And there is much to celebrate! This year, the Armenian church of Lviv will celebrate its 650th anniversary, as Cathedral of the Assumption (incidentally, the only functioning shrine of the Armenian Apostolic Church in western Ukraine) was built in the late 14th century from 1363 to 1370 by the famous Lviv architect Dohring. Gradually, the Armenian Leopolitans built an architectural complex around the shrine, including a bell tower (1571), the archbishop’s palace (the 18th century), the Armenian Bank (the 17th century), the Benedictine Nunnery (1682), a column crowned with the figure of St. Christopher, fences and gates (the 17th to 19th century). It would be nonsensical to ask modern Leopolitans about their attitude to the Armenian architectural ensemble, because everybody [checked repeatedly! – Ed.] will tell you they like the “Virmenka” very much, and we would add that this quarter really has some magical and unfailingly effective charm.
An integral part of the ensemble is a carved wood chapel in the Armenian courtyard housing an altar painted with scenes from Jesus Christ’s passions on Calvary. The composition was disassembled in 2010 for restoration, which was carried out under the Common Heritage project by Ukrainian and Polish experts at the expense of the Polish ministry of culture. Actually, the restored Calvary altar will be reconsecrated on September 13-15, during celebrations in Virmenska Street. The event should bring the Minister of Culture of Poland to Lviv, The Day has learned from Vardkes Arzumanyan, a restaurateur and co-organizer of the festival. He added that the celebrations should be really spectacular, bringing together Armenians from around the world. For example, the guests will include relatives of Karol Mikula (1819-97), a composer, conductor, music folklorist, civic activist and director of the Galician Musical Society in Lviv. The organizers prepare an exhibition of paintings by another renowned Lviv artist of Armenian descent Antoni Stefanowicz (1858-1929) which is to feature his relatives as guests, too.
The festival will include a large concert program as well.

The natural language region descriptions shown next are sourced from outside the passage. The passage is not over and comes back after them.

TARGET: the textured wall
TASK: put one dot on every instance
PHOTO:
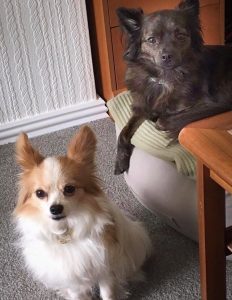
(45, 58)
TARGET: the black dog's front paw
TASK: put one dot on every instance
(122, 162)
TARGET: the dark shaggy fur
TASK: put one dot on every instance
(173, 78)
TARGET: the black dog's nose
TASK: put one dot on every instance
(166, 57)
(56, 209)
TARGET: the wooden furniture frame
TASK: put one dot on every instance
(107, 42)
(209, 141)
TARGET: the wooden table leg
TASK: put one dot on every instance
(211, 213)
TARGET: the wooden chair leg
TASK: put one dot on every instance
(211, 213)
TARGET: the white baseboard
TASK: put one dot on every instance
(55, 120)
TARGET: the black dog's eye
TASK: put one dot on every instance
(69, 190)
(181, 36)
(41, 194)
(151, 40)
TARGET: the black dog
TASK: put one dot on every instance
(173, 78)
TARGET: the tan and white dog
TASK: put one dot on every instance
(72, 236)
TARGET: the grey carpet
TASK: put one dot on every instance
(171, 274)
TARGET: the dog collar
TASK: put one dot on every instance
(65, 237)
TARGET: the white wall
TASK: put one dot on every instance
(46, 74)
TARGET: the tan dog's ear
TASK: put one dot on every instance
(83, 146)
(26, 156)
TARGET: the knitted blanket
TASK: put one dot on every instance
(149, 139)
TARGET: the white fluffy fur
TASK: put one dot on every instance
(73, 268)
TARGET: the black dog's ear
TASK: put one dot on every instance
(190, 5)
(130, 18)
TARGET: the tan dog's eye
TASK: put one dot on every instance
(69, 190)
(151, 40)
(40, 194)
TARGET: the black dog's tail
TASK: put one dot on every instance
(174, 123)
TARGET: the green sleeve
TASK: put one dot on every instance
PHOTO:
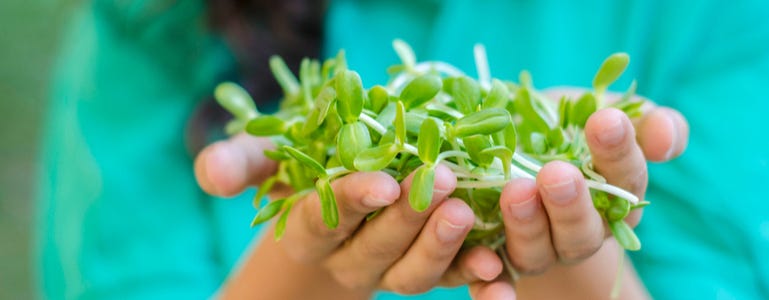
(706, 234)
(121, 216)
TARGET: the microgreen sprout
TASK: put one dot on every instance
(486, 130)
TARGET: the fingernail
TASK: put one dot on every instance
(613, 133)
(524, 211)
(562, 192)
(371, 201)
(674, 136)
(448, 232)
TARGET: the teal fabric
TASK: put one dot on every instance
(121, 216)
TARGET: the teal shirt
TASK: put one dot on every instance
(121, 216)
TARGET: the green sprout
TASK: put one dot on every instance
(487, 131)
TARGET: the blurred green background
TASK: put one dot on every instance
(29, 34)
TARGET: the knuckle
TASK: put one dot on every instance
(380, 251)
(350, 279)
(578, 252)
(300, 254)
(408, 287)
(532, 269)
(316, 227)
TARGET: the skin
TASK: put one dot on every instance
(554, 235)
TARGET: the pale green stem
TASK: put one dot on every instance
(482, 66)
(373, 124)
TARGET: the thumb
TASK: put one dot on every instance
(226, 168)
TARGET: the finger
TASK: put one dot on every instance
(663, 134)
(308, 239)
(475, 264)
(500, 288)
(527, 228)
(382, 240)
(430, 255)
(576, 228)
(227, 167)
(611, 138)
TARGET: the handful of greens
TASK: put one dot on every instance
(487, 131)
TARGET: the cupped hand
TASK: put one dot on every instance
(399, 250)
(551, 220)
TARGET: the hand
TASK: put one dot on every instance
(400, 250)
(552, 220)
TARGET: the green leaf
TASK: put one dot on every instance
(619, 209)
(511, 137)
(280, 226)
(564, 110)
(640, 204)
(283, 75)
(538, 143)
(498, 95)
(465, 91)
(429, 141)
(583, 109)
(267, 212)
(628, 95)
(313, 166)
(524, 106)
(305, 79)
(266, 126)
(378, 98)
(631, 108)
(600, 201)
(264, 188)
(276, 155)
(349, 90)
(474, 145)
(486, 121)
(328, 209)
(610, 70)
(323, 103)
(421, 193)
(235, 100)
(376, 158)
(400, 123)
(352, 139)
(405, 53)
(340, 62)
(624, 235)
(234, 126)
(504, 154)
(555, 137)
(420, 90)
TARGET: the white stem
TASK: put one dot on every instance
(616, 191)
(422, 67)
(467, 184)
(526, 162)
(482, 65)
(448, 110)
(452, 153)
(410, 149)
(479, 224)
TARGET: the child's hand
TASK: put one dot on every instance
(552, 220)
(400, 250)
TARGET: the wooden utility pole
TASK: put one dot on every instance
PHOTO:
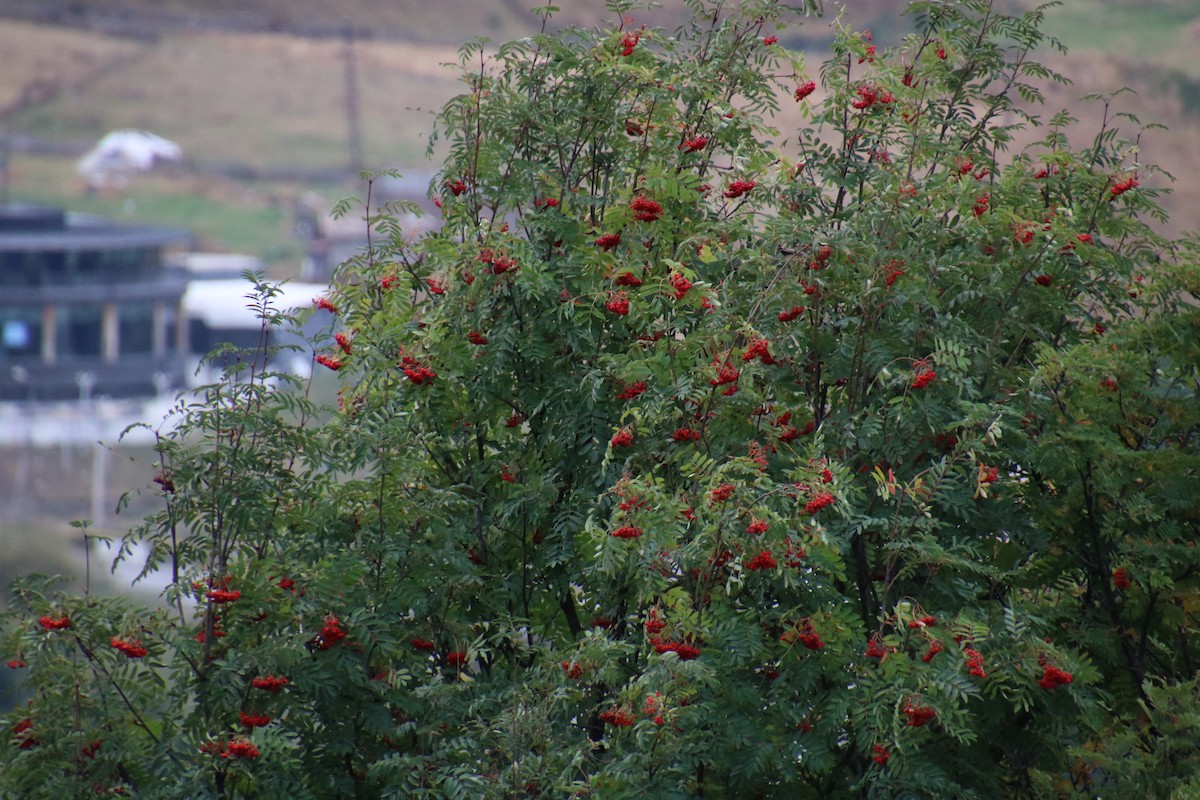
(353, 118)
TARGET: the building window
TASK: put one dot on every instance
(79, 331)
(136, 329)
(21, 332)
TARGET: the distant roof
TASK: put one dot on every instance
(35, 228)
(120, 151)
(225, 305)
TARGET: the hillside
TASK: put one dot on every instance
(250, 96)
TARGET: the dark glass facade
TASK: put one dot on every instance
(82, 295)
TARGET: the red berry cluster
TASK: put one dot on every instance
(820, 501)
(869, 95)
(721, 493)
(645, 209)
(1053, 677)
(681, 284)
(918, 715)
(324, 304)
(765, 560)
(497, 263)
(271, 684)
(759, 349)
(981, 204)
(607, 241)
(805, 635)
(923, 378)
(329, 362)
(415, 371)
(684, 650)
(1121, 578)
(617, 717)
(875, 648)
(330, 633)
(618, 304)
(131, 648)
(804, 90)
(629, 41)
(893, 270)
(232, 749)
(973, 660)
(1121, 187)
(255, 720)
(631, 390)
(739, 188)
(791, 313)
(685, 434)
(725, 374)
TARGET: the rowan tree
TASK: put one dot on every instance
(688, 457)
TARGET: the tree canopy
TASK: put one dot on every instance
(689, 457)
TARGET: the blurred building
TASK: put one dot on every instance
(88, 307)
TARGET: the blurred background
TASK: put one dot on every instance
(213, 136)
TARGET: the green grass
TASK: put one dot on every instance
(1144, 31)
(223, 215)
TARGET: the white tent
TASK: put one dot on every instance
(126, 151)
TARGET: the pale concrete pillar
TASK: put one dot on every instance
(49, 335)
(181, 337)
(159, 328)
(109, 334)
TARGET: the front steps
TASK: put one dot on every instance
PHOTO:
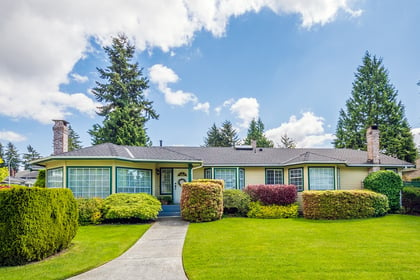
(170, 211)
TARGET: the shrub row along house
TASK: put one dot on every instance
(101, 170)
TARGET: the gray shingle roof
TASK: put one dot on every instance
(221, 156)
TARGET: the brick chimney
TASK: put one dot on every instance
(372, 137)
(61, 137)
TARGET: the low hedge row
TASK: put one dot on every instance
(131, 206)
(119, 207)
(272, 194)
(256, 210)
(202, 201)
(35, 223)
(343, 204)
(411, 200)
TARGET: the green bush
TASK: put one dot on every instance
(236, 202)
(90, 210)
(40, 179)
(388, 183)
(35, 223)
(256, 210)
(411, 200)
(334, 205)
(124, 207)
(202, 201)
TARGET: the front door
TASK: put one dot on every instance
(180, 177)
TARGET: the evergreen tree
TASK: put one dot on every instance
(374, 102)
(256, 132)
(126, 110)
(213, 138)
(287, 142)
(225, 136)
(229, 136)
(11, 156)
(74, 140)
(31, 155)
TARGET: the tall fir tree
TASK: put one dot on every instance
(126, 109)
(29, 156)
(12, 159)
(256, 132)
(74, 140)
(225, 136)
(373, 101)
(229, 136)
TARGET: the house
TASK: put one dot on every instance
(101, 170)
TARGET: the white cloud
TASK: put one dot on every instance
(43, 40)
(11, 136)
(162, 76)
(245, 109)
(79, 78)
(205, 107)
(308, 131)
(416, 134)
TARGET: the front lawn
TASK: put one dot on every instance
(240, 248)
(92, 246)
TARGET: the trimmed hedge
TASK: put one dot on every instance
(411, 200)
(90, 210)
(124, 207)
(256, 210)
(35, 223)
(388, 183)
(235, 202)
(333, 205)
(202, 201)
(272, 194)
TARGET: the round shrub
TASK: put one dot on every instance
(235, 202)
(90, 210)
(333, 205)
(388, 183)
(256, 210)
(124, 207)
(202, 201)
(272, 194)
(35, 223)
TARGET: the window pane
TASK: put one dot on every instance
(55, 178)
(89, 181)
(166, 181)
(228, 175)
(207, 173)
(130, 180)
(241, 178)
(321, 178)
(296, 178)
(274, 176)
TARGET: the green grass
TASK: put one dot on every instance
(239, 248)
(92, 246)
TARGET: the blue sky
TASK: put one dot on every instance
(291, 63)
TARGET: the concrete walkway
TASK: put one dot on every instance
(156, 255)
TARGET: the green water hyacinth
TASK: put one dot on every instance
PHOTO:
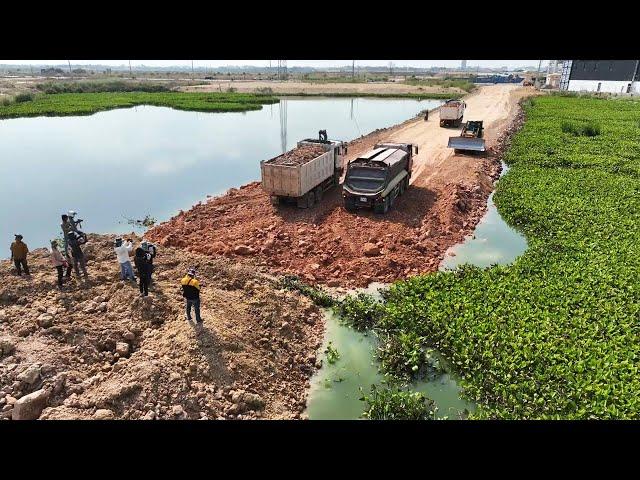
(555, 335)
(88, 103)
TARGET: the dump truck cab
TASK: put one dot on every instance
(376, 178)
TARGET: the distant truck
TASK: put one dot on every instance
(376, 178)
(470, 139)
(451, 113)
(303, 174)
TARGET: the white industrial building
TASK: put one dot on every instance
(607, 76)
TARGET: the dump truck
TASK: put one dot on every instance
(303, 174)
(375, 179)
(451, 113)
(470, 139)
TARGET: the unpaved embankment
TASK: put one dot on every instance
(328, 245)
(99, 350)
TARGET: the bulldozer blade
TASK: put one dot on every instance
(470, 144)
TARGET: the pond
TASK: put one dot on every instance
(492, 242)
(336, 388)
(128, 163)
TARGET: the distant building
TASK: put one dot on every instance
(610, 76)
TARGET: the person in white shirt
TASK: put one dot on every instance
(122, 252)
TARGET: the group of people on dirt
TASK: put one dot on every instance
(72, 257)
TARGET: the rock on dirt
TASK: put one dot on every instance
(30, 406)
(85, 359)
(370, 250)
(103, 414)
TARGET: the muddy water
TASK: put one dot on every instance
(336, 389)
(493, 242)
(128, 163)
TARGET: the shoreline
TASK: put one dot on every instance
(314, 244)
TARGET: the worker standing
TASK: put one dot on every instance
(59, 262)
(79, 262)
(152, 251)
(122, 253)
(143, 264)
(19, 252)
(191, 293)
(67, 227)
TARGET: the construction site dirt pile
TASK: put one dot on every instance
(329, 246)
(98, 350)
(298, 156)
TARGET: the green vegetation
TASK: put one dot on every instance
(589, 129)
(406, 355)
(23, 97)
(332, 354)
(446, 82)
(333, 78)
(319, 296)
(360, 311)
(392, 403)
(555, 335)
(97, 86)
(89, 103)
(148, 221)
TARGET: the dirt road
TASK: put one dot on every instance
(330, 246)
(292, 87)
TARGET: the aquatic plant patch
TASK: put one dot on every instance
(555, 335)
(89, 103)
(394, 403)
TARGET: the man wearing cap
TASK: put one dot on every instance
(122, 253)
(191, 293)
(19, 252)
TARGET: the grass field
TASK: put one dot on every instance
(89, 103)
(555, 335)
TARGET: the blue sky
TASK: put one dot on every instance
(290, 63)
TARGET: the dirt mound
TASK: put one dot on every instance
(99, 350)
(298, 156)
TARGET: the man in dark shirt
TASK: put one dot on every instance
(191, 293)
(79, 262)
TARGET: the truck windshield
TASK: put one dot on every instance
(366, 179)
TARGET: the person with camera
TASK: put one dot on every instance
(152, 251)
(122, 253)
(59, 262)
(79, 261)
(143, 264)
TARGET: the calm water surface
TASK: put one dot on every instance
(155, 160)
(336, 389)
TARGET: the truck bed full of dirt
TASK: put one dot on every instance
(298, 156)
(327, 245)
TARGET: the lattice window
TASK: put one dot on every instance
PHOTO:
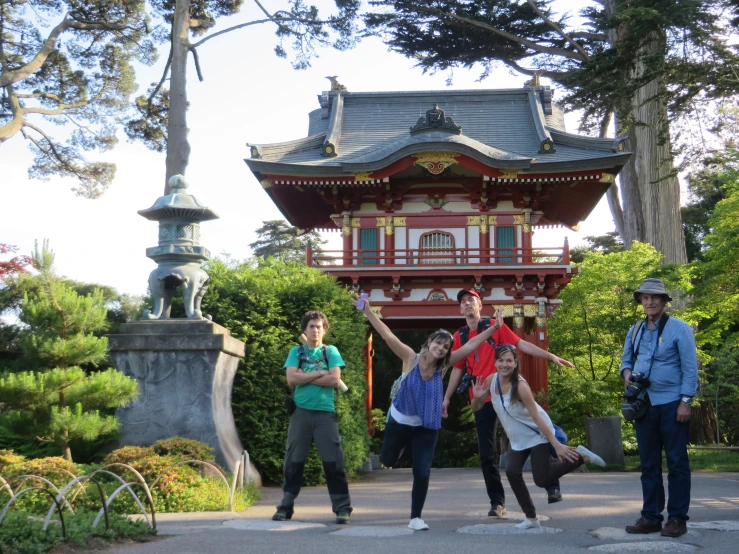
(440, 246)
(185, 232)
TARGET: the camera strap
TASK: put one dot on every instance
(639, 328)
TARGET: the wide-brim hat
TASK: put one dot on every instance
(473, 292)
(652, 286)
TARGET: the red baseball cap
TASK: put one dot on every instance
(461, 293)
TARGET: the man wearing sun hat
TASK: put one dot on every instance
(481, 364)
(662, 348)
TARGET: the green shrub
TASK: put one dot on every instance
(23, 535)
(263, 306)
(187, 449)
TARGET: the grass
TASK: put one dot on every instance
(20, 534)
(700, 461)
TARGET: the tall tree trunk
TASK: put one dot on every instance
(650, 191)
(178, 148)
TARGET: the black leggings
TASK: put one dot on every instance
(546, 470)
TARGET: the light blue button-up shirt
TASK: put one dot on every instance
(675, 368)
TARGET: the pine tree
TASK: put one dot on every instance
(59, 402)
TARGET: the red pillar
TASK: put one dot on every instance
(368, 375)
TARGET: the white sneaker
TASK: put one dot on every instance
(528, 524)
(594, 458)
(417, 524)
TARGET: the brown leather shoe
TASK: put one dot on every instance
(644, 526)
(674, 528)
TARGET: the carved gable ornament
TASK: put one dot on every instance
(436, 120)
(436, 162)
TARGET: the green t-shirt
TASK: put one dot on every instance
(315, 397)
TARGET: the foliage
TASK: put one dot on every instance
(76, 73)
(279, 240)
(706, 189)
(15, 265)
(610, 242)
(186, 449)
(161, 121)
(589, 329)
(263, 306)
(20, 534)
(62, 404)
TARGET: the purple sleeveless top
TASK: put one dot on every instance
(421, 398)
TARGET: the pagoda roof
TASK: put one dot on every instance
(506, 128)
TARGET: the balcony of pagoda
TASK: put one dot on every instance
(438, 261)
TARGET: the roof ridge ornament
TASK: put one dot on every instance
(436, 120)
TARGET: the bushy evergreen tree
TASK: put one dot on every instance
(58, 401)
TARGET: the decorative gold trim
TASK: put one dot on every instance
(508, 174)
(436, 162)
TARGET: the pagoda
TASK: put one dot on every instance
(436, 191)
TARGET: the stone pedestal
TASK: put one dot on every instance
(604, 438)
(185, 370)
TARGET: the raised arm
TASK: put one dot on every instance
(402, 351)
(473, 344)
(524, 392)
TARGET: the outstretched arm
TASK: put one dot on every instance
(533, 350)
(402, 351)
(473, 344)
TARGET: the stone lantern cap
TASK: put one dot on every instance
(178, 205)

In particular, the city has invited a world-renowned Armenian musician, composer, scholar of Armenian national music, professor of Yerevan Komitas State Conservatory, winner of four UNESCO gold medals Djivan Gasparyan, who will treat the audience to his playing the duduk, or “apricot trumpet.”
Of course, tourists and guests of the festival will be able to learn many interesting facts about the Armenian quarter of the city during free tours, all including stories about famous Galician Armenians such as the mayor of Lviv Jozef Bartlomiej Zimorowic (1597-1677), royal secretary of King Stanislaw August Poniatowski, councilor and mayor of the city Jozef Jaskiewicz (1719-94), chief justice of the Armenian court of Lviv, mayor of Lviv Jakub Teodor Bernatowicz (1713-89), lawyer, mayor of the city Godzimir Malachowski of Nalecz (1852-1908)...
The traditional Armenian cuisine will be well-represented at the festival, too.